At the time of the 1900 federal census and the 1905 New York State census, Owen lived in Manhattan; his wife died in Woodstock, Vermont, in July 1901. He applied for and received a pension from the Navy in 1911, certificate 40,695; Edward L. Owen, his brother, signed his documents as his lawyer. Anecdotally, his pension records note that his original birth record was noted on his family’s Bible which had been stolen and never recovered. As per his obituary in the New York Tribune, which confirms his Civil War service, he was a partner in the dry goods firm of Brown, Draper & Owen in Manhattan. The obituary notes that he died at the Trinity Rectory, the home of his son, the Reverend William Owen, Jr., who was rector of that church; his funeral was held at Trinity Church in Mount Vernon. His last residence was 324 South 3rd Avenue in Mount Vernon, New York. His death was attributed to kidney disease. Section 32, lot 2969.

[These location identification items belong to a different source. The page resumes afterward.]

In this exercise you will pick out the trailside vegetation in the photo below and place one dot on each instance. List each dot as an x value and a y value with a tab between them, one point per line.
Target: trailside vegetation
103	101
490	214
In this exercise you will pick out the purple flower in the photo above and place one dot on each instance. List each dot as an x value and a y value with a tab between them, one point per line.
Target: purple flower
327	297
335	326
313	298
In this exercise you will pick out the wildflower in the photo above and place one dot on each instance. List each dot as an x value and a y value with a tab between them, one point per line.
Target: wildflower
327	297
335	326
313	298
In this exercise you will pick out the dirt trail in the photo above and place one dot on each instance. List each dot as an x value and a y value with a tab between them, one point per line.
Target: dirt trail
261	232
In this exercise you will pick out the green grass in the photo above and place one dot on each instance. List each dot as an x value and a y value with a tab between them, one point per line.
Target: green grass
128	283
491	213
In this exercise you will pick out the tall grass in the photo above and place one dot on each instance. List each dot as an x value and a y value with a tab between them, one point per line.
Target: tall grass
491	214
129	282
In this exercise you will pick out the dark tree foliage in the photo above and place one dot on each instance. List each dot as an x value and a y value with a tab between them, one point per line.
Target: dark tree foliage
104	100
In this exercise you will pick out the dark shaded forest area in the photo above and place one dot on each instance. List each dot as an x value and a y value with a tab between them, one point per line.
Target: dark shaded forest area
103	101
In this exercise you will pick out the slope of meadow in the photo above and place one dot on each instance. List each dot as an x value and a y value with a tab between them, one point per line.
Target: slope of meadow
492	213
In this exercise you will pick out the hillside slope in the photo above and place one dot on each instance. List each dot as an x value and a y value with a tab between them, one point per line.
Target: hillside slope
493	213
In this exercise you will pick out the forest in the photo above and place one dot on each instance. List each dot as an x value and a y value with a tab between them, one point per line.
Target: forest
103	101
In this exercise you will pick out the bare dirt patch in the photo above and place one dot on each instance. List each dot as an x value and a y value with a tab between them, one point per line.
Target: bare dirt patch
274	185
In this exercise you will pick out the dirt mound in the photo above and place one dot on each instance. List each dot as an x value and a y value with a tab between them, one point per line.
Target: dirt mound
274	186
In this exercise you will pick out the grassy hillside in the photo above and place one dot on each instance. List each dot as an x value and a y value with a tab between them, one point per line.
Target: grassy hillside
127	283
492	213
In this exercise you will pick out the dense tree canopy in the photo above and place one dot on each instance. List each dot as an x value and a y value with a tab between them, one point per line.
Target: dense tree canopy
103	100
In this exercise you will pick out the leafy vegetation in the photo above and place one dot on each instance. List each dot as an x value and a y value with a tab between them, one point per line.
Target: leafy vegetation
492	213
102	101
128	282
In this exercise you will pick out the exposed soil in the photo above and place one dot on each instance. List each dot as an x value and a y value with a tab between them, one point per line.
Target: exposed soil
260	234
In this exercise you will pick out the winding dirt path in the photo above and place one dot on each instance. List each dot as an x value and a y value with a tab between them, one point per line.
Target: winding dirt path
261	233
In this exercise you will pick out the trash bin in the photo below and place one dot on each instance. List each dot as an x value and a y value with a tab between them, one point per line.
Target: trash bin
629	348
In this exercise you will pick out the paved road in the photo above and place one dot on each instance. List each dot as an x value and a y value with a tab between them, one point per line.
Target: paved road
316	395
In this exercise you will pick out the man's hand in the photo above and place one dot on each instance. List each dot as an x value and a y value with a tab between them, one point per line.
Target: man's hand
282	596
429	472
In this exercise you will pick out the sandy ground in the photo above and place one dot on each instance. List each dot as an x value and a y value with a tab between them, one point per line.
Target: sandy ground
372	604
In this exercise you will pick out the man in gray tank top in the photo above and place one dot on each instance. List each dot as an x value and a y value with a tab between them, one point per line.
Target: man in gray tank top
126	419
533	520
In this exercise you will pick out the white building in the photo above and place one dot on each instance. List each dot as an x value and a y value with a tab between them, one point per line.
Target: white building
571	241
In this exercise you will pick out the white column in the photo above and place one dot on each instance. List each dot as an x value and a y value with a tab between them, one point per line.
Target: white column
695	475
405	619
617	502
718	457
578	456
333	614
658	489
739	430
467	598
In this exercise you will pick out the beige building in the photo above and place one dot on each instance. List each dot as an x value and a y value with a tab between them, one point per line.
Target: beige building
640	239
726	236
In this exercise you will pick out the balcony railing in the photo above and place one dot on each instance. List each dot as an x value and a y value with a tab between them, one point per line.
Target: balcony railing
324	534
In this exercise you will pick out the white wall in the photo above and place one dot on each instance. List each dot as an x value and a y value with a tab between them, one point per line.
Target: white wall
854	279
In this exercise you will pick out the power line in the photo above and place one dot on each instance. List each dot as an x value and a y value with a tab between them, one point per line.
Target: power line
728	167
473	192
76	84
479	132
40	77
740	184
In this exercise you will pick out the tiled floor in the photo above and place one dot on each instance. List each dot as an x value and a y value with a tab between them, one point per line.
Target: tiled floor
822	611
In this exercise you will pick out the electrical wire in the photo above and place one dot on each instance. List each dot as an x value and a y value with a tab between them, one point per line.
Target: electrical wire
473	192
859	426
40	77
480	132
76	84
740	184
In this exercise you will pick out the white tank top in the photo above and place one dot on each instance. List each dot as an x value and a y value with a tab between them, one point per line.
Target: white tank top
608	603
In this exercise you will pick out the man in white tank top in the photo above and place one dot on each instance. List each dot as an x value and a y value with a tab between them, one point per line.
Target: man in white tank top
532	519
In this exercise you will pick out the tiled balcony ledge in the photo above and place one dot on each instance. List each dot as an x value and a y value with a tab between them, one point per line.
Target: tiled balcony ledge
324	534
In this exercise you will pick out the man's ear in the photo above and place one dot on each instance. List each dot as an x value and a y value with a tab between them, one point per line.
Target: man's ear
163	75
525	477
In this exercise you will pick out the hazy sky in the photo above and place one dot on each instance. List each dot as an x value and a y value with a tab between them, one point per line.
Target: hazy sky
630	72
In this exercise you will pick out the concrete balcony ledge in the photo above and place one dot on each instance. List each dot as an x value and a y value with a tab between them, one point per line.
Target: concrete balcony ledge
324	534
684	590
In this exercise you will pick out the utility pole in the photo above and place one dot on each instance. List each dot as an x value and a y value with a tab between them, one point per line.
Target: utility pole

OXLEY, JAMES G. (or S.) (1833-1862). Private, 48th New York Infantry, Company I. A native of Bristol, England, Oxley was an accountant for the A.T. Stewart Dry Goods Company (later Wanamaker’s) and resided at 103 Degraw Street in Brooklyn when he enlisted as a private on November 22, 1861, at New York City. He was 5′ 3½” tall with hazel eyes, brown hair and a light complexion. Four days after his enlistment, he mustered into the 48th New York and according to family lore assisted the colonel of his regiment, possibly as a clerk. He died of typhoid fever on June 8, 1862, at Fort Pulaski, Georgia, the same day that his colonel succumbed to disease there. His widow, Susannah Oxley, applied for and received a pension, certificate 324,496, as did his minor children in 1896, certificate 223,435. Section 35, lot 5275.